The market is trying to figure out two things:
1. Is the recession risk real?
2. Does recession risk, which lowers yields, help or hurt stocks?
We seem to be flip flopping, on an almost daily basis, about the state of the economy. Last Friday's PMI data lends credence to the idea that the economy (both here and in Europe) is contracting faster that expected. Housing data has also been consistently weak.
Other data hasn't shown much weakness (yet). I'm worried about the state of the economy and a rapid deterioration, and the White House publishing a blog on how economists determine if we are in recession, quite frankly, doesn't give me comfort (which I think was the intention of the paper).
For part of last week, stocks rallied with higher yields (which I view as healthy). Then they rallied with lower yields (a reaction I don't think makes much sense now). Finally, on Friday, stocks sold off as yields rallied (which I think is logical).
The main reason I think for the knee-jerk reaction of buying stocks on lower yields right now is that yields are going lower because of growth fears, rather than Fed policy. When yields were going lower due to Fed policy (dovish talk and QE) it was easy to argue that stocks of all shapes and sizes should benefit, because we could use a lower discount rate, while keeping future earnings expectations constant. Right now, I think we need to adjust earnings down, along with yields, mitigating the benefit we've experienced for much of the past two years.
Here are my expectations for Wednesday's meeting:
-- 75 basis points (consensus and priced in).
-- No tamping down on QT (negative for markets, but mostly priced in).
-- Data dependency and no set path for rate hikes (positive for markets, but mostly priced in).
Why a 75 bps Hike?
- Canada going 100 bps gave the Fed a chance to indicate they would go 100, before their quiet period started, but they steered towards 75 bps.
- Europe going with 50 opened the door for the Fed to do more, but I've seen nothing reported that indicates that behind the scenes the Fed is pushing the market towards more than 75.
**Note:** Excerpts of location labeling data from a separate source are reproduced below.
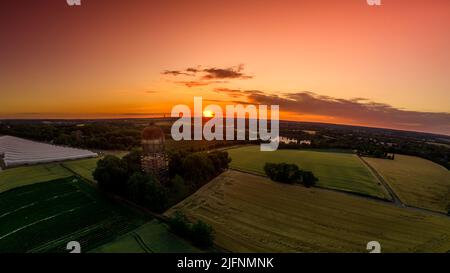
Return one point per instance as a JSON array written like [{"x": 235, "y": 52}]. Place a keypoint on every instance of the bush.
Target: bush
[
  {"x": 180, "y": 225},
  {"x": 200, "y": 233},
  {"x": 132, "y": 162},
  {"x": 283, "y": 172},
  {"x": 111, "y": 174},
  {"x": 290, "y": 174},
  {"x": 145, "y": 190},
  {"x": 198, "y": 168},
  {"x": 308, "y": 179}
]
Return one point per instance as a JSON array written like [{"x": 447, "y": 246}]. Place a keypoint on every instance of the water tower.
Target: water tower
[{"x": 154, "y": 159}]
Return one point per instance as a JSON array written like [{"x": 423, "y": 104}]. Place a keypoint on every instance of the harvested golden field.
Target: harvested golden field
[
  {"x": 418, "y": 182},
  {"x": 253, "y": 214},
  {"x": 341, "y": 170}
]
- Commodity prices have generally rolled over and there has been some weak economic data (like the PMIs), but with the high CPI print too fresh in everyone's mind, it is difficult to see the Fed hiking only 50.
The QT on QT
Will they do anything about "quantitative tightening"? There has been some chatter that the Fed may signal that they will be cautious on balance sheet reduction.
On the one hand, even last summer, the Fed mentioned market liquidity as a reason to continue with QE and market liquidity is far worse now than it was then (I still can't believe even T-bills are experiencing a lack of liquidity).
On the other hand, It would be an admission that QE and QT do not work in practice the way many thought they do in theory. QT was supposed to "steepen" yield curves, it hasn't. It supposedly didn't impact asset prices, which I just cannot believe.
I think the Fed sticks with QT because they have to and cannot be seen to be backing down on this.
Recent signs of economic activity slowing down and the fact that many commodity prices have dropped, etc., give the Fed every reason to drive home the fact that they remain data dependent. That will lower rate-hike expectations, especially if we get any more doozies like the PMI data last Friday.
Messaging Will Be Key
The messaging on the path of future rate hikes will be key.
The more the Fed plays up that inflation is ebbing and/or that they are data dependent and watching the economy, the better it will be for markets.
I do think, especially with Janet Yellen also being quoted last weekend as saying she is not seeing recession risks, that the Fed will remain too focused on inflation and too hawkish for markets.
I'm cautious still on risk, precisely because I think the Fed is still fighting inflation and should have moved on to ensuring the strength of the economy, and that is what the market needs to hear on Wednesday to rally significantly from here!